Robertson, H.T., M.A. Krueger, W.J. Lamm and R.W. Glenny. High-resolution spatial measurements of ventilation-perfusion heterogeneity in rats. J. Appl. Physiol. 108:1395-1401, 2010.

This study was designed to validate a high-resolution method to measure regional ventilation (VA) in small laboratory animals, and to compare regional Va and perfusion (Q) before and after methacholine-induced bronchoconstriction.

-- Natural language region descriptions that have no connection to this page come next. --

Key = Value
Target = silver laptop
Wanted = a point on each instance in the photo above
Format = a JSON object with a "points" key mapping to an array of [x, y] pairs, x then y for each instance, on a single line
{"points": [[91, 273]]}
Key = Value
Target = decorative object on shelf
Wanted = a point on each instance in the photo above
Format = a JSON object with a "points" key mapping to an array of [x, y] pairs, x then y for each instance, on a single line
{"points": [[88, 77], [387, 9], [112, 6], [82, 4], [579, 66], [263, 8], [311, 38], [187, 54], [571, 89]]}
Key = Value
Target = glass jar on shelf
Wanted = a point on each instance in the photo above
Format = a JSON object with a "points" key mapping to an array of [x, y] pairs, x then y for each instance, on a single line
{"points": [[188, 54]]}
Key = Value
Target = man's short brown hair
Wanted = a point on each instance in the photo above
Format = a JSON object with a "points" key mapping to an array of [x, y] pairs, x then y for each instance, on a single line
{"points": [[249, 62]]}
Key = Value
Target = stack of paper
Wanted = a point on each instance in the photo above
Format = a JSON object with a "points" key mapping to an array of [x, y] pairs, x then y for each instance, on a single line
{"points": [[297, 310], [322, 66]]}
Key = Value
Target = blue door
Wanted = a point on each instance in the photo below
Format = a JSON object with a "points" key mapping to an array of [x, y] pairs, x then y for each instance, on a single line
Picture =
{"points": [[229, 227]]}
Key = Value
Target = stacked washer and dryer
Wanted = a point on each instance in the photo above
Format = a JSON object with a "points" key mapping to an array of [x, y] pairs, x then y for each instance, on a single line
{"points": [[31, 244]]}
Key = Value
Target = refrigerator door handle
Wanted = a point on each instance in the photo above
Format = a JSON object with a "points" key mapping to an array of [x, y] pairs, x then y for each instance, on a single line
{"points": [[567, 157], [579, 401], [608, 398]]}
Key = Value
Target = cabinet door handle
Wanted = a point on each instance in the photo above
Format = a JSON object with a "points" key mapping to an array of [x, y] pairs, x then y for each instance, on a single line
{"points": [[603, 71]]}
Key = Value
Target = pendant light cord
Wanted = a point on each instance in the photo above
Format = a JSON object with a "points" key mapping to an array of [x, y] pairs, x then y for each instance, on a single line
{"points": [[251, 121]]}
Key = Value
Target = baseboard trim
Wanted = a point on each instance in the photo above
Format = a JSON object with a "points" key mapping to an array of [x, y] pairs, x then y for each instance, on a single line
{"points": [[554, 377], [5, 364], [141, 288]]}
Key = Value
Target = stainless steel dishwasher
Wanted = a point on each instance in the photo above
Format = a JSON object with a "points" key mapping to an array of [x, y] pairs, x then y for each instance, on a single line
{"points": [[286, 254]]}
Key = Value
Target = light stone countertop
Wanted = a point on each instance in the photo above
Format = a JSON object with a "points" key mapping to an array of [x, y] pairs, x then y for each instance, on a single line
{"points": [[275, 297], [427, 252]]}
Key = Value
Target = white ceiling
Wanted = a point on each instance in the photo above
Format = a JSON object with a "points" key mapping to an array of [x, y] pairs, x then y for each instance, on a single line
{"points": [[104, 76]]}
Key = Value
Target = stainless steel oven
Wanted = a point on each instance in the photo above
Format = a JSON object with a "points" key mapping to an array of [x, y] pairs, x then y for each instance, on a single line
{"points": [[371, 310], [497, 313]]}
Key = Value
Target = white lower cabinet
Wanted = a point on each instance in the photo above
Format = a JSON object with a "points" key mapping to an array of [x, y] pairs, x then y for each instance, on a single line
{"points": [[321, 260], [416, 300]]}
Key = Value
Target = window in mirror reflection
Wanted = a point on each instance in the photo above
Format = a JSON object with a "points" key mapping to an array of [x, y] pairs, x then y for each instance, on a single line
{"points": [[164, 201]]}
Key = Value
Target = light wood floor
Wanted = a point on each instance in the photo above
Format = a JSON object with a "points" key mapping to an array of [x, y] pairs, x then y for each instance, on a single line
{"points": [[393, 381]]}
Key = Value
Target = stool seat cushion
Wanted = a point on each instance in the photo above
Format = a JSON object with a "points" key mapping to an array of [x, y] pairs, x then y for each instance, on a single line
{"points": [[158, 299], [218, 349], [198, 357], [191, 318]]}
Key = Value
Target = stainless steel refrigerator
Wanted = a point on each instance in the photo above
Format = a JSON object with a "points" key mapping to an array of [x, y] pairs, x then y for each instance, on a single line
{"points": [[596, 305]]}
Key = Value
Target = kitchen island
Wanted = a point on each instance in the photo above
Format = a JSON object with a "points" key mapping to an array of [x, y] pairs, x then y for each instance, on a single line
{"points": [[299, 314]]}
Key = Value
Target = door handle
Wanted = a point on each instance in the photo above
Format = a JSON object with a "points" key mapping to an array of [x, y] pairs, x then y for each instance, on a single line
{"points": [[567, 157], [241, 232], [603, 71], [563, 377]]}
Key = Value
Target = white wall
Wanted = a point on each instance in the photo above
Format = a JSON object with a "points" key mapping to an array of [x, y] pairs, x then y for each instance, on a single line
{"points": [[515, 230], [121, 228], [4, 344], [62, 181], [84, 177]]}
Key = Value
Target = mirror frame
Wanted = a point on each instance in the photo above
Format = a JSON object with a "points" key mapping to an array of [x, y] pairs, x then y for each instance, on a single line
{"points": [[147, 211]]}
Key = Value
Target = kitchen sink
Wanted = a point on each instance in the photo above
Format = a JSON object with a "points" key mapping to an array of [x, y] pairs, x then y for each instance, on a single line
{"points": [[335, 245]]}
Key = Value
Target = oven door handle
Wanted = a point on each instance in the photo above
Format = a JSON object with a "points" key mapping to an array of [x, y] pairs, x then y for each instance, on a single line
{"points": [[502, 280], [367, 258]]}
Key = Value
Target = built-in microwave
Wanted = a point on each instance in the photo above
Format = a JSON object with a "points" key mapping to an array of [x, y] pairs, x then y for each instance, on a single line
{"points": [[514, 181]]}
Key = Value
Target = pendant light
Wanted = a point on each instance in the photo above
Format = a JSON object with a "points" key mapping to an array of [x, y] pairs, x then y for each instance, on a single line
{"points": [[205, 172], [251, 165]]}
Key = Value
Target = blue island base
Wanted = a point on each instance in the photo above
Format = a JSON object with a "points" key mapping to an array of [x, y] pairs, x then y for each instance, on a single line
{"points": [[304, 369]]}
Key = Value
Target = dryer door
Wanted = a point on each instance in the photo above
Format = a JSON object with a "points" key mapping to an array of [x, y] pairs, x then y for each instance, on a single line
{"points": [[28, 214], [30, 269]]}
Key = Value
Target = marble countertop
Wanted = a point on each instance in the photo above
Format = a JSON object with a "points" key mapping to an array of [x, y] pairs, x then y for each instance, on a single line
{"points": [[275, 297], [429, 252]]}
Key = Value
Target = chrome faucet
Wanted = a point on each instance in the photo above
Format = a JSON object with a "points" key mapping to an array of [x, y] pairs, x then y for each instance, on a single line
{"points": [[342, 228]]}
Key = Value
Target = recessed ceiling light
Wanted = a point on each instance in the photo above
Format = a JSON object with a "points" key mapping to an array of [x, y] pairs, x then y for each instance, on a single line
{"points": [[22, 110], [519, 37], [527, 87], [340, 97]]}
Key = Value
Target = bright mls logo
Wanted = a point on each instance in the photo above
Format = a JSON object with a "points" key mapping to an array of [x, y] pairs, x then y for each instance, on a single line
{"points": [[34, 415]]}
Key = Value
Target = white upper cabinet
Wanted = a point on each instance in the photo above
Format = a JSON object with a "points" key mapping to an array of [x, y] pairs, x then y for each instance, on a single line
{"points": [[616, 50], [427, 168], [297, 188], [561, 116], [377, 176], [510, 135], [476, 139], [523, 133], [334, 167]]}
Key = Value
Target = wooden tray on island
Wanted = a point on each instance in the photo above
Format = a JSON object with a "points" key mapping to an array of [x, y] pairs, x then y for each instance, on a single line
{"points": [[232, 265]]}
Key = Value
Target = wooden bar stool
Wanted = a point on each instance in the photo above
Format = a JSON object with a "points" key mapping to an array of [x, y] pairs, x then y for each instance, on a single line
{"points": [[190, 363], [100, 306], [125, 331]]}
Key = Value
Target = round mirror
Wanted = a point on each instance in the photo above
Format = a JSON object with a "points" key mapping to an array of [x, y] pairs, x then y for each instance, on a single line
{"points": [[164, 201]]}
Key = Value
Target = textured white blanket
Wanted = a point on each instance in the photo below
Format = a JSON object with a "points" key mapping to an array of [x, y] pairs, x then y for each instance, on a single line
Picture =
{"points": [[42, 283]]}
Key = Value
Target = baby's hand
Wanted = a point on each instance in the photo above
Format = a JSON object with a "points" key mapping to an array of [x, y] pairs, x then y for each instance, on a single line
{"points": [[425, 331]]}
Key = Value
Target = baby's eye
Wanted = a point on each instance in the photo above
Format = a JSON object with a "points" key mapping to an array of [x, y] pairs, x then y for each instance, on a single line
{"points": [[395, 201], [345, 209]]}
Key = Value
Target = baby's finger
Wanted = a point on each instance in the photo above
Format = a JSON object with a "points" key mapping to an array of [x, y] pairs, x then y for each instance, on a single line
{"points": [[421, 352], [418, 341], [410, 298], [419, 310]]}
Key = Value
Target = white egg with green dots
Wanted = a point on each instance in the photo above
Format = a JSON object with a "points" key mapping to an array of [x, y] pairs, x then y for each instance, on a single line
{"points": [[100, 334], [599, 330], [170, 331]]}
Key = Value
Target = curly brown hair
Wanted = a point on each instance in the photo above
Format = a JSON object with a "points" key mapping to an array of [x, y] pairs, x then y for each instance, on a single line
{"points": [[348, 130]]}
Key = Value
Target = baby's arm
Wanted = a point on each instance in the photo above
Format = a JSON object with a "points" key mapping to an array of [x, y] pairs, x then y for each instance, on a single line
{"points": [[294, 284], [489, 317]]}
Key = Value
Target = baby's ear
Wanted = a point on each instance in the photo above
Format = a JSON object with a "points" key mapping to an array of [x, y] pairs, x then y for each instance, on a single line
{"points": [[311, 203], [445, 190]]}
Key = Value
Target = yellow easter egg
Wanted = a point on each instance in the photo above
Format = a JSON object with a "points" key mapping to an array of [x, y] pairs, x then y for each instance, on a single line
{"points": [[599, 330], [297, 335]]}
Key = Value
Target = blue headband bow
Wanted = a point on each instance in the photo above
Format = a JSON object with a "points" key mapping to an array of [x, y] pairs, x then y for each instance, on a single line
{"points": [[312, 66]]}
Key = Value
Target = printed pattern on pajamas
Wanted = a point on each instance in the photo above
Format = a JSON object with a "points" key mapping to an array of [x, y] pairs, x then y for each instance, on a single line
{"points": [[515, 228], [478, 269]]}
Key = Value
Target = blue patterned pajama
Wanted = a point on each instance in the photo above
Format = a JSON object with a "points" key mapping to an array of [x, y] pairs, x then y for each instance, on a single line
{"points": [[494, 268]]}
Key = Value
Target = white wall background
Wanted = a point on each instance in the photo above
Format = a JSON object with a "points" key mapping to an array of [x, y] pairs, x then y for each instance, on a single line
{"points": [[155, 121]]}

A mixture of two different colors of 0.04-microm fluorescent microspheres (FMS) was aerosolized and administered to five anesthetized, mechanically ventilated rats. Those rats also received an intravenous injection of a mixture of two different colors of 15-microm FMS to measure regional blood flow (Q). Five additional rats were labeled with aerosol and intravenous FMS, injected with intravenous methacholine, and then relabeled with a second pair of aerosol and intravenous FMS colors. After death, the lungs were reinflated, frozen, and sequentially sliced in 16-microm intervals on an imaging cryomicrotome set to acquire signal for each of the FMS colors. The reconstructed lung images were sampled using randomly placed 3-mm radius spheres. Va within each sphere was estimated from the aerosol fluorescence signal, and Q was estimated from the number of 15-microm FMS within each sphere. Method error ranged from 6 to 8% for Q and 0.5 to 4.0% for Va. The mean coefficient of variation for Q was 17%, and for Va was 34%. The administration of methacholine altered the distribution of both VA and Q within lung regions, with a change in Va distribution nearly twice as large as that seen for Q. The methacholine-induced changes in Va were not associated with compensatory shifts in Q. Cryomicrotome images of FMS markers provide a high-resolution, anatomically specific means of measuring regional VA/Q responses in the rat.